We speelden dan in dat kleine straatje, wij jongelingen van een jaar of zeven. Wij speelden chauffeurke of soldaatje, maar waar is die tijd toch gebleven?
Velen van deze toen jonge vrienden, zijn weggegaan om fortuin te zoeken. Maar wat hebben ze dan kunnen vinden? weinig,ze zoeken nog in alle hoeken.
Een grassprietje wiemelde heen en weer, een kleine vogel streek er lieflijk op neer. Hij plukte het en nam het op met zijn bek, en vloog er vlug mee weg,naar zijne stek.
Het vogeltje legde het sprietje in zijn nest, en vloog nog enkele malen voor de rest. Na een tijdje vliegen van hier naar daar, was het vogeltje zijn nieuwe nestje klaar.
Het vogeltje stelde zijn nieuwe nestje voor, ja zijn liefje was daar heel blij mee,hoor. Na enige tijd was het bimbam beieren, en het nestje lag vol met kleine eieren.
Een roosje verklaarde de liefde aan een tulp, ze had het lief en vroeg het steeds om zijn hulp. De twee stonden naast elkaar in de grote hof, ze waren vrienden en ze vonden het daar tof.
Een jongen en een meisje zagen het bloemenperk, de beide bloemen plukken was hun eerste werk. Het roosje kwam in het grote huis in een vaas, het traande even en zocht haar lieve tulp,helaas.

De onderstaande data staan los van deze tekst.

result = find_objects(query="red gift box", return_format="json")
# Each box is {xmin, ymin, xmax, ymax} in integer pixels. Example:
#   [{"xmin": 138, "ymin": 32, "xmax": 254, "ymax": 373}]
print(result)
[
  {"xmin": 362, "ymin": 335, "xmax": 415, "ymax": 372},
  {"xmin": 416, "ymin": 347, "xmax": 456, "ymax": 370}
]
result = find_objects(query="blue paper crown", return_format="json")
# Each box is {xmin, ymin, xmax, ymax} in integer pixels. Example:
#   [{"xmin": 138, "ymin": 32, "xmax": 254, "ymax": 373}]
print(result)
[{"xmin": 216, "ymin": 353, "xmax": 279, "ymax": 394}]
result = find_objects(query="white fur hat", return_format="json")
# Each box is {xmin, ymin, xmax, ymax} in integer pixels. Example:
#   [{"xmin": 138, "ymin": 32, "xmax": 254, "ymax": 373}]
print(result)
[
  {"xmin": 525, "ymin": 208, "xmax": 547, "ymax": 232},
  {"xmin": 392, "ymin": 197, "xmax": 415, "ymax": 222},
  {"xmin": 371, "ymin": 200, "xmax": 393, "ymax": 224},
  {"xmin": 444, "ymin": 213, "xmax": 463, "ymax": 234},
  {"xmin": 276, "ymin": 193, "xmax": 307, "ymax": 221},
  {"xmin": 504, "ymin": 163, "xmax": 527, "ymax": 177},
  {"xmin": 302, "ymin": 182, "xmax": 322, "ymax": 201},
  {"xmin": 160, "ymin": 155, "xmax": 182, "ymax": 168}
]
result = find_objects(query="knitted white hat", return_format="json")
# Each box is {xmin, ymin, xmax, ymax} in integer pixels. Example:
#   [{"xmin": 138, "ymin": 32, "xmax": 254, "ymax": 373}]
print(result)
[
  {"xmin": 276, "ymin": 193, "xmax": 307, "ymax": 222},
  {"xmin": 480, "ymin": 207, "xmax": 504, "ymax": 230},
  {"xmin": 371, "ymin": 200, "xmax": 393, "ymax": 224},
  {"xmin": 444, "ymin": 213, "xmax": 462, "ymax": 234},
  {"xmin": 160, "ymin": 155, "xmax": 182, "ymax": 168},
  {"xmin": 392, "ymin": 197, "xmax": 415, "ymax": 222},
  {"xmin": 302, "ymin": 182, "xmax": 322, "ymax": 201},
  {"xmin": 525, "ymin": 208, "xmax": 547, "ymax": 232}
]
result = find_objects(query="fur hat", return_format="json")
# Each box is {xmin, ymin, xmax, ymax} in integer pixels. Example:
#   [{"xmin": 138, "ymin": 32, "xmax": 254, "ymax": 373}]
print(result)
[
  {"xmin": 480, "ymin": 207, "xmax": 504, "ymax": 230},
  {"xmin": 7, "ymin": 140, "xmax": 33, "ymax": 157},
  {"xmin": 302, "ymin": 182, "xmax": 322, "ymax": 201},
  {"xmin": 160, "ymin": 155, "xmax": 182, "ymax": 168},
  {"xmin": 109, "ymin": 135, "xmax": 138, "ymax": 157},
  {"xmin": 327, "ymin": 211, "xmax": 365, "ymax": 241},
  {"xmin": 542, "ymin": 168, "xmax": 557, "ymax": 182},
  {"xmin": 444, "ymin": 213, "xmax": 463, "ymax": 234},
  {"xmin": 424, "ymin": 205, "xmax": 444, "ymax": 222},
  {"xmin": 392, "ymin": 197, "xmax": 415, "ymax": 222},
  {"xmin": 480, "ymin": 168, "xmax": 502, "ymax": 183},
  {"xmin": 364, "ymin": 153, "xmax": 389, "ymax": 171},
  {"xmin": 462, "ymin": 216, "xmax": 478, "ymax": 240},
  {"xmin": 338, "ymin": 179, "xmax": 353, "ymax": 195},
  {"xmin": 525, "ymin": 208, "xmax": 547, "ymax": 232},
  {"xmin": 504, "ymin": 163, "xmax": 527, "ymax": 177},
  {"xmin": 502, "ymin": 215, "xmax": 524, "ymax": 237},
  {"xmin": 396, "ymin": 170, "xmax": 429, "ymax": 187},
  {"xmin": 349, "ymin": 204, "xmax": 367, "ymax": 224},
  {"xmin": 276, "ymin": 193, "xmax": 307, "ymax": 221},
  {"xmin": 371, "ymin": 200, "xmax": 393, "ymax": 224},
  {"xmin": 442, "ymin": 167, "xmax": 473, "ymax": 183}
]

Het tulpje keek verdrietig in het huis om zich heen, het hoorde in de verte het roosje en haar geween. Na een tijdje zetten moeder de bloemen te samen, ze waren weer vereinigd en dankte de Heer,ja amen.
Ik schaam me zo als ik niemand helpen kan, Ik wil zo graag helpen,dat is mijn enigste plan. Het is mijn morele plicht dit zeker te doen, iedereen helpen,maar dan in alle fatsoen.
Hulp krijgen van iemand die je graag ziet, al is het met de tranen in de ogen.Is dat niet? Ik ben zo blij,als ik iemand hulp kan geven, ik glimlach dan.Zo kan ik nu in vrede leven.
Laat je toch helpen ook al schrik je daarvan, die hulp is misschien de laatste die je krijgen kan. Hulp,een geschenk uit de hemel.Dat pakt, groetjes vrienden.Zorg dat je moed niet zakt.